The Spirit (July 28, 1940) “Palyachi, The Killer Clown”

Will Eisner (editor, script, pencils, inks)

Joe Kubert (colors)

Sam Rosen (letters)

Since the last strip, when the Spirit confessed to a murder he did not commit to save Commissioner Dolan’s reputation and career, he’s apparently been taking it easy. The strip opens with a gorgeous, gigantic splash of the title character–Palyachi, introduced by a ringmaster as “a killer clown.”

We get Palyachi’s story—he gets laughs at the circus, but Marka—the maybe belly dancer (it’s never established)—still won’t return his affections. Maybe if he’d kill for her she would, starting with one of the trapeze acrobats. Palyachi’s reluctant, but once he gets going with his criminal ways, he can’t stop himself, going on a rampage around the city.

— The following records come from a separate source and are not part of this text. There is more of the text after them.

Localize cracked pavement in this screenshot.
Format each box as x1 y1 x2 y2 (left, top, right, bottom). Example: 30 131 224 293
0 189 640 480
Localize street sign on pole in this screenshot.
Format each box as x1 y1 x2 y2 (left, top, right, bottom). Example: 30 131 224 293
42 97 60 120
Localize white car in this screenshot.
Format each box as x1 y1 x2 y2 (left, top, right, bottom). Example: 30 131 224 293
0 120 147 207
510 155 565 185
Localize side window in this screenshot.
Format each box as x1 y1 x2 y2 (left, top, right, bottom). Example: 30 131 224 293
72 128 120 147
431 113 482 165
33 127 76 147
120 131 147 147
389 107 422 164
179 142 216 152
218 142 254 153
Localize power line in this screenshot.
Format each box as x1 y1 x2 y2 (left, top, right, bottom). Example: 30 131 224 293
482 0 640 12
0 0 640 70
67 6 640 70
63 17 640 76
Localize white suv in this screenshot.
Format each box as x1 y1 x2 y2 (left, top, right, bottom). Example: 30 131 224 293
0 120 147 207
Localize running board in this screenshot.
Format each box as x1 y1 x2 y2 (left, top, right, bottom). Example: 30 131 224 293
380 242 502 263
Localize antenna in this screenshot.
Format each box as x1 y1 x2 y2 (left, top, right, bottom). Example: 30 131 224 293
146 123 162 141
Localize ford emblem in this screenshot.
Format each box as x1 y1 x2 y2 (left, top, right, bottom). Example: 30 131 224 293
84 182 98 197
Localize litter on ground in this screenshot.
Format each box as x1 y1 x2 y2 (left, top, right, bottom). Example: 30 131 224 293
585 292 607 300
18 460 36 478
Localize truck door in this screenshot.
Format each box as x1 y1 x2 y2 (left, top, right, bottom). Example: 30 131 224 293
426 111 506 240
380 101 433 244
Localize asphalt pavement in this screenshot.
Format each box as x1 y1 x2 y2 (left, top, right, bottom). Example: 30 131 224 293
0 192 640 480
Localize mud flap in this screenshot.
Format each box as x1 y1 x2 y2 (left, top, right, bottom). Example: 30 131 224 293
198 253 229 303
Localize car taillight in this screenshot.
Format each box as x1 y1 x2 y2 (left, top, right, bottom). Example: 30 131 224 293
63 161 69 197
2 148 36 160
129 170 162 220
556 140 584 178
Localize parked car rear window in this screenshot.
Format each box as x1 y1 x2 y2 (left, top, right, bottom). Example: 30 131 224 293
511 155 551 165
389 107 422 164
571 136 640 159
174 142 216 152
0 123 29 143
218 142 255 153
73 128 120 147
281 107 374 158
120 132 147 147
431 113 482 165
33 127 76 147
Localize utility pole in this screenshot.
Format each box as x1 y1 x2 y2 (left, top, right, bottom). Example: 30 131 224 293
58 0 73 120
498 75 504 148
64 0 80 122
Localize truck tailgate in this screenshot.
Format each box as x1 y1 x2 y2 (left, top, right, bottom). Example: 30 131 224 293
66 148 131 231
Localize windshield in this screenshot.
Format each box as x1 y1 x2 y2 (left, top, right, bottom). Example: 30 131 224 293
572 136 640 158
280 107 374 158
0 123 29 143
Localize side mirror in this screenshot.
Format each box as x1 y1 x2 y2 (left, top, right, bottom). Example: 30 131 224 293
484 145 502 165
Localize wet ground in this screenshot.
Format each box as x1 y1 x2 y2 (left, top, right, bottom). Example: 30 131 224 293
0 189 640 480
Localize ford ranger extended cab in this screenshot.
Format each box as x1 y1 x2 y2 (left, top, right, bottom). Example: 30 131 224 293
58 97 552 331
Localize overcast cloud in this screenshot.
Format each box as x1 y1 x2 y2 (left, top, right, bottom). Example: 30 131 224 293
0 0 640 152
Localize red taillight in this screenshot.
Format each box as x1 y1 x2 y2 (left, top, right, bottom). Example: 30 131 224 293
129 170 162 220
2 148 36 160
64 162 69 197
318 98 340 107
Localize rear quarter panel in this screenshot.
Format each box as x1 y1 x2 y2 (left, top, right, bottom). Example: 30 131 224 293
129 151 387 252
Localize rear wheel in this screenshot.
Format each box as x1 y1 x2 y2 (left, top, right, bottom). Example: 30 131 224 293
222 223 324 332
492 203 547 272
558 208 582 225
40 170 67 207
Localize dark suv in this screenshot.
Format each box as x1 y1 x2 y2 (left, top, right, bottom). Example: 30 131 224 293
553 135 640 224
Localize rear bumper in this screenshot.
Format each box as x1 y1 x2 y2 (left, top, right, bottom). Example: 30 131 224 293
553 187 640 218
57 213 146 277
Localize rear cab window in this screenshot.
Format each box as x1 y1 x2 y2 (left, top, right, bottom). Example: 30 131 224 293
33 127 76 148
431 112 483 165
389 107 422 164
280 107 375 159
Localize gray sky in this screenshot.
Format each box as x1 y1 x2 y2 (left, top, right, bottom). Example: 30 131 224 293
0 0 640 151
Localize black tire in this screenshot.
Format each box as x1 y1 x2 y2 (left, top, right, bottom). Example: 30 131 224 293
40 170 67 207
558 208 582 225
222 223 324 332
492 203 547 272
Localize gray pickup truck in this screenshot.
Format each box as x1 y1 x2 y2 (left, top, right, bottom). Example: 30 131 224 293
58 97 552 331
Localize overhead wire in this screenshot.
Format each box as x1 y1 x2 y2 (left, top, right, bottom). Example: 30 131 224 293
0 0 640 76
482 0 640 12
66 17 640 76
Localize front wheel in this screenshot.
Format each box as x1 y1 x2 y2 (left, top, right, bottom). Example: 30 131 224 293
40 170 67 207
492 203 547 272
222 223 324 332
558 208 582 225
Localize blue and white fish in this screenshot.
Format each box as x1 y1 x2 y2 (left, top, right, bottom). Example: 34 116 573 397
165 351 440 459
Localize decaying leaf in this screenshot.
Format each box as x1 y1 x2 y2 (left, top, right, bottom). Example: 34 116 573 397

Despite the first panel after the splash establishing the circus is right near Spirit’s hideout in Wildwood Cemetery, he and Ebony have no idea it’s there. Days into Palyachi’s crime spree (he’s trying for a million bucks to sway Marka), Ebony brings a recent crime to Spirit’s attention in the newspaper.

Spirit immediately deduces it involves a circus, and to their surprise, there’s a circus out the window (of the crypt) they hadn’t noticed for days on end. It’s a little thin, even for a comic strip, but once Spirit gets to the circus—where Marka is going to literally strip down to seduce him, very risqué—it turns into an excellent action strip, and the occasional bumps don’t matter.

The Spirit goes into the situation entirely clueless as to what he’s uncovering and lets Marka convince him Palyachi’s the mastermind. Well, maybe. Spirit definitely plays along with Marka (who gets naked waiting for Spirit to return after dealing with Palyachi), but when he starts suspecting her involvement isn’t clear despite him finding her in possession of all the loot from Palyachi’s heists.

The fight scene has the two running around a circus, including trapeze action, and even a killer gorilla. Lots of beautiful panels, with phenomenal flow, even as the inking is uneven. Someone in Eisner’s studio still thought dots were going to win over lines.

The finale involves the police, who are after Spirit (the opening origin blurb even includes Spirit being an outlaw now) and don’t care he’s trying to solve a crime spree for him.

It’s rather good, even with the occasional thin plotting, or, in the case of the ending, thin sentiment.